Di lokasi tersebut, tersangka akhirnya mengakui bahwa dirinya menyembunyikan narkotika di dalam dubur agar lolos dari pemeriksaan keamanan selama perjalanan.
“Berdasarkan hasil interogasi, mengakui bahwa dirinya menyimpan narkotika dengan cara menyembunyikannya di dalam dubur guna mengelabui pemeriksaan petugas keamanan selama perjalanan,” ujar Brigjen Pol Mada Roostanto.
Dengan disaksikan warga setempat, MW kemudian mengeluarkan dua bungkusan yang dililit lakban hitam dari area dubur.
Setelah dibuka, petugas menemukan kristal bening yang diduga narkotika golongan I jenis sabu dengan berat bruto sekitar 200 gram.
Keberhasilan BNN Kalteng bongkar peredaran narkoba ini juga mengungkap rute perjalanan yang digunakan tersangka.
Berdasarkan hasil pemeriksaan, MW berangkat dari Bandara Kualanamu, Medan, pada 8 Juni 2026 menuju Bandara Internasional Soekarno-Hatta di Jakarta.
Keesokan harinya, 9 Juni 2026 sekitar pukul 10.50 WIB, ia melanjutkan perjalanan menggunakan pesawat menuju Bandara Tjilik Riwut, Palangka Raya.
Setelah tiba di Palangka Raya, tersangka melanjutkan perjalanan menggunakan kendaraan travel menuju Kabupaten Kotawaringin Timur dan berencana meneruskan perjalanan ke Kabupaten Kotawaringin Barat sebagai tujuan akhir.
Selain mengamankan barang bukti sabu seberat sekitar 200 gram, petugas juga menyita satu unit telepon genggam, dua gulung lakban hitam yang digunakan sebagai pembungkus narkotika, serta dua plastik bening.
Barang bukti narkotika tersebut telah dimusnahkan oleh BNN Kalteng pada Kamis (25/6/2026) dengan disaksikan sejumlah pihak terkait sebagai bagian dari proses penegakan hukum.

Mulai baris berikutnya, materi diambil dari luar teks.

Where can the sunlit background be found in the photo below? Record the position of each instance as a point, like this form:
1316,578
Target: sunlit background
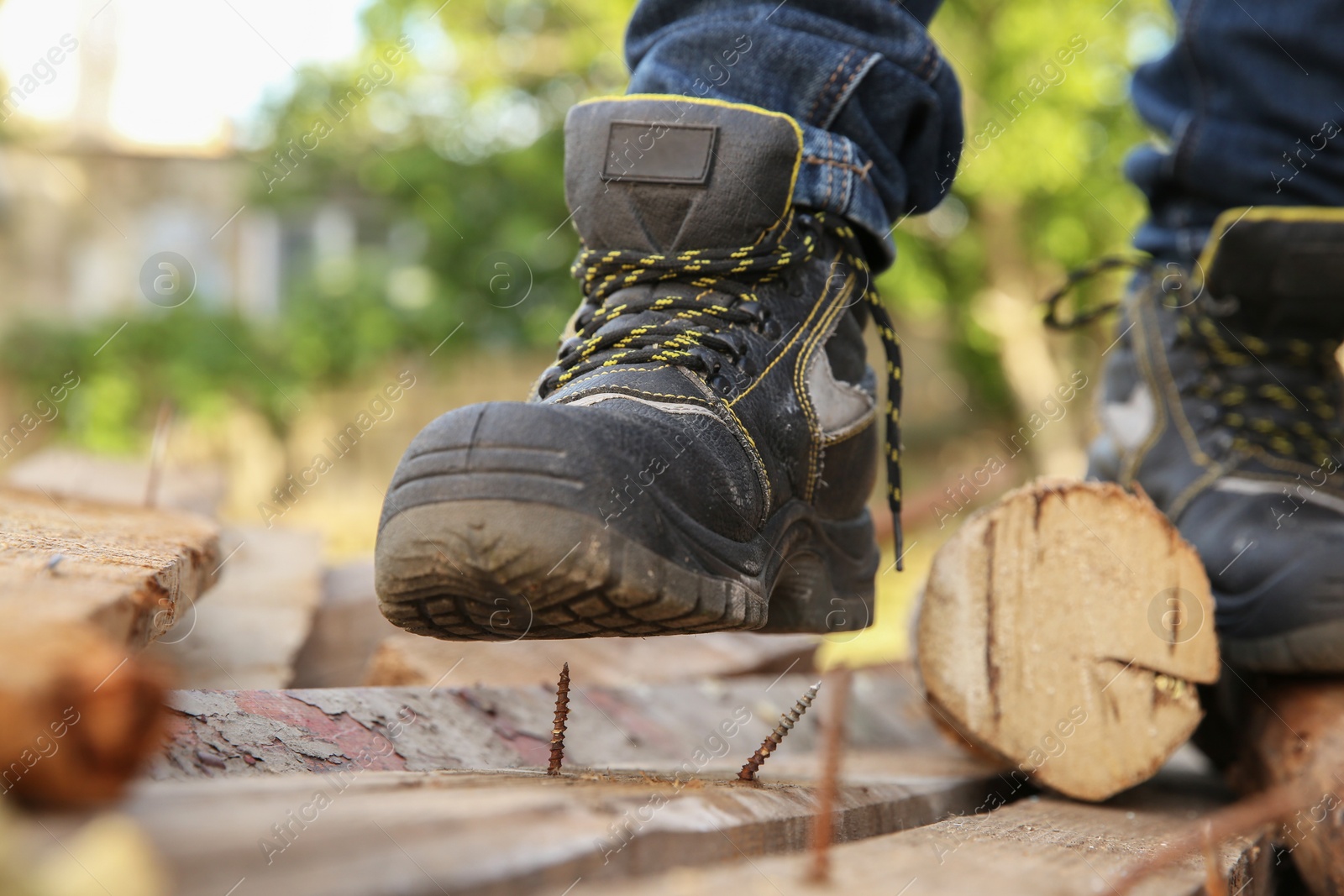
365,190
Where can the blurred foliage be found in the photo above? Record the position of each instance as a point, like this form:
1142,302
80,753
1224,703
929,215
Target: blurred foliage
450,156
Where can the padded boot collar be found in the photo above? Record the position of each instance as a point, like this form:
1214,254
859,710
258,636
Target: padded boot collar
669,174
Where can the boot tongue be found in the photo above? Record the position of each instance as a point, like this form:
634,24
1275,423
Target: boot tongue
1284,265
667,174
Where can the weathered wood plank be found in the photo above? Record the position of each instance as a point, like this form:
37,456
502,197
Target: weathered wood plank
472,833
346,631
1037,846
225,734
125,571
414,660
250,629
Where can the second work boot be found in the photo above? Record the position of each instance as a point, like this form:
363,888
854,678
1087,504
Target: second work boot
1222,401
702,453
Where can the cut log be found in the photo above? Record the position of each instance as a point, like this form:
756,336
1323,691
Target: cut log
80,716
1039,846
250,629
1294,735
1063,629
127,571
405,660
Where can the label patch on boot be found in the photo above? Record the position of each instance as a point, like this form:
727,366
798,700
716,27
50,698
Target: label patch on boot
659,154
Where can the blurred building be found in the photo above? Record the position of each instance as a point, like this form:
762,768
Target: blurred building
82,211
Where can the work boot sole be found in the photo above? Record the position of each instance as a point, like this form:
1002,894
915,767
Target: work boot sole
1310,649
503,570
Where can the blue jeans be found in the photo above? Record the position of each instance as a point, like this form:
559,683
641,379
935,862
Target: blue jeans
1250,112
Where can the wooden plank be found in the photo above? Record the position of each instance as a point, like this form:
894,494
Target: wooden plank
64,473
474,833
346,631
77,716
228,734
250,629
1037,846
125,571
416,660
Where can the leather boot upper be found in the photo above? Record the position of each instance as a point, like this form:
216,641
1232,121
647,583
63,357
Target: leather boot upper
1222,401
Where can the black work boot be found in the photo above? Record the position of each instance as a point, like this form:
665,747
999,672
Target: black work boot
1222,401
702,452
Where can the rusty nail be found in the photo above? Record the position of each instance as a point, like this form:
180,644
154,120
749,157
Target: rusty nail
562,712
831,748
773,739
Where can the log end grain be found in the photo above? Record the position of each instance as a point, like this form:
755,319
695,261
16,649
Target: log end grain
1065,629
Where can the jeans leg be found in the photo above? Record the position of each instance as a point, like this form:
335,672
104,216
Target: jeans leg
879,107
1252,102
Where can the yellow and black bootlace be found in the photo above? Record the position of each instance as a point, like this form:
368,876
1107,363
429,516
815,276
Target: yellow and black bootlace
1277,396
696,329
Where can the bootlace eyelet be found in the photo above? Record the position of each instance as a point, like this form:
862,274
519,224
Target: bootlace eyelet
722,385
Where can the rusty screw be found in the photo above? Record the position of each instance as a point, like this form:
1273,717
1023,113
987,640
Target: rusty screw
786,723
562,712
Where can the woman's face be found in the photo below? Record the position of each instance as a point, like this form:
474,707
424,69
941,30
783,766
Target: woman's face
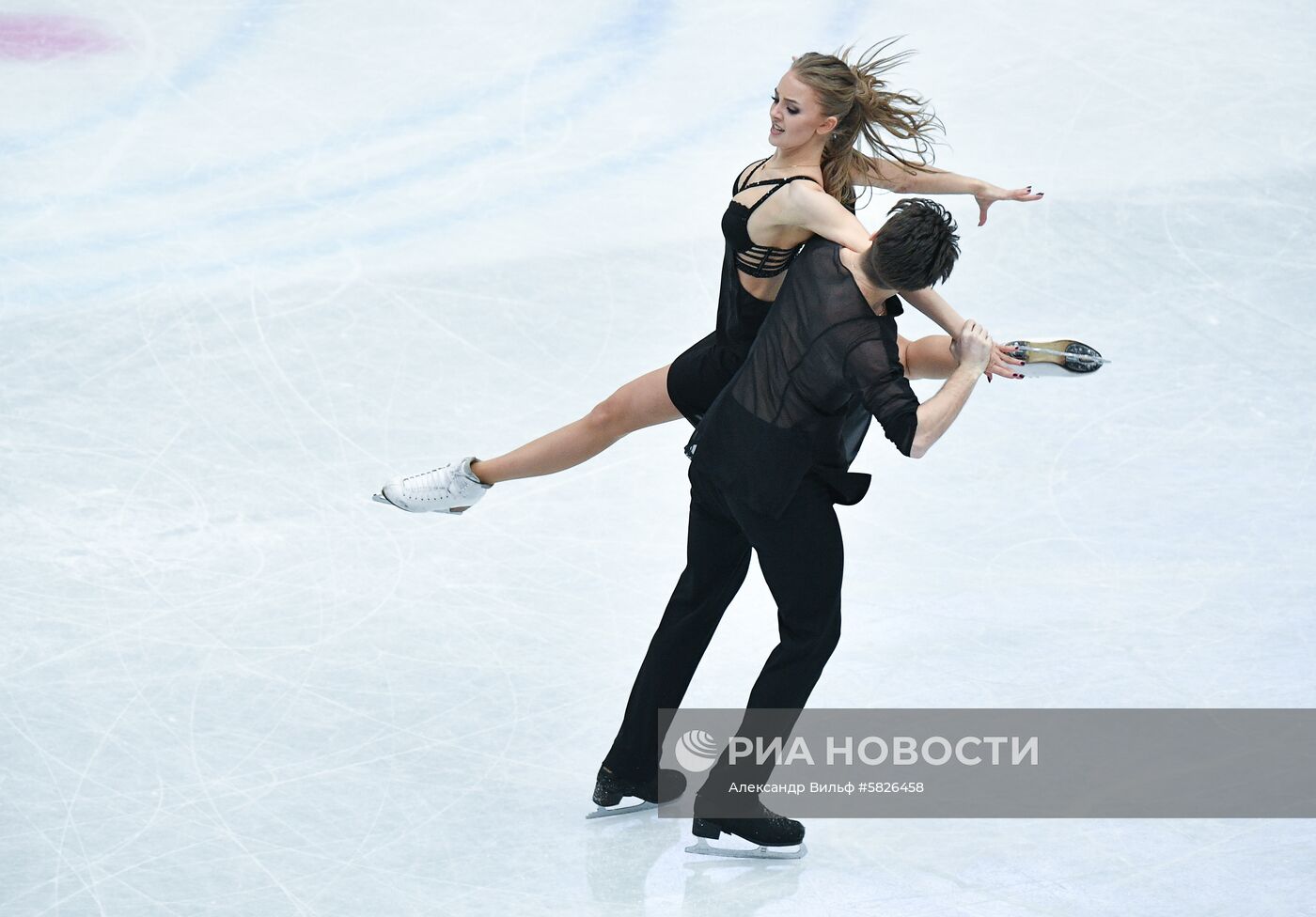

Kasus ini menunjukkan bahwa BNN Kalteng bongkar peredaran narkoba dengan modus yang semakin beragam. Penyelundupan melalui jalur udara dengan menyembunyikan sabu di dalam dubur menjadi salah satu cara yang digunakan pelaku untuk mengelabui pemeriksaan, namun berhasil digagalkan berkat penyelidikan dan operasi yang dilakukan aparat.